The Black God's DrumsThe Black God’s Drums by P. Djèlí Clark

My rating: 4 of 5 stars

I am loving the explosion of speculative fiction set in New Orleans. The Black God’s Drums isn’t just speculative fiction, it’s alternate history. And on top of that, it’s steampunk. Just take all my money now.

Like Sarah Gailey in American Hippo, P. Djeli Clark takes us down the Mississippi river to the Big Easy by way of a few changes to your history textbook. Successful slave rebellions, a few alterations to the American Civil War, a dash of steampunk, and you’ve got the free city of New Orleans, an airship port straddling the tenuous relationship between the North, the South, and various island nations of the Caribbean. Clarke deftly walks us through this within the 110 pages of the novella, scattering well-placed details when they become relevant to the story instead of info-dumping all the ways this New Orleans is not the city you know at the beginning of the story. He trusts the reader to pick up what he’s putting down, and I like being treated as a smart reader.
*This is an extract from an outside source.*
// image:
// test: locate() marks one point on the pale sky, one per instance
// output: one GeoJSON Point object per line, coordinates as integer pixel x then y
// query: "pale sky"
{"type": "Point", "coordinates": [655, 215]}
Creeper and Ann-Marie are the best sort of mirrored characters—each carries a god, but they deal with it in opposite ways. Both are forced to reckon with these strange inhabitations in the climax of the story, which Clark wastes no time getting to. Some novellas feel like incomplete novels, but this one is exactly the right length—for the story, anyway. I would happily spend a lot more time in this version of the world. (Can we please have more stories with the nuns? They completely steal the one scene they’re in, and from that one scene, we can extrapolate half a dozen elevator pitches for other stories set in this world.) The power team of Ann-Marie and Creeper can come, too.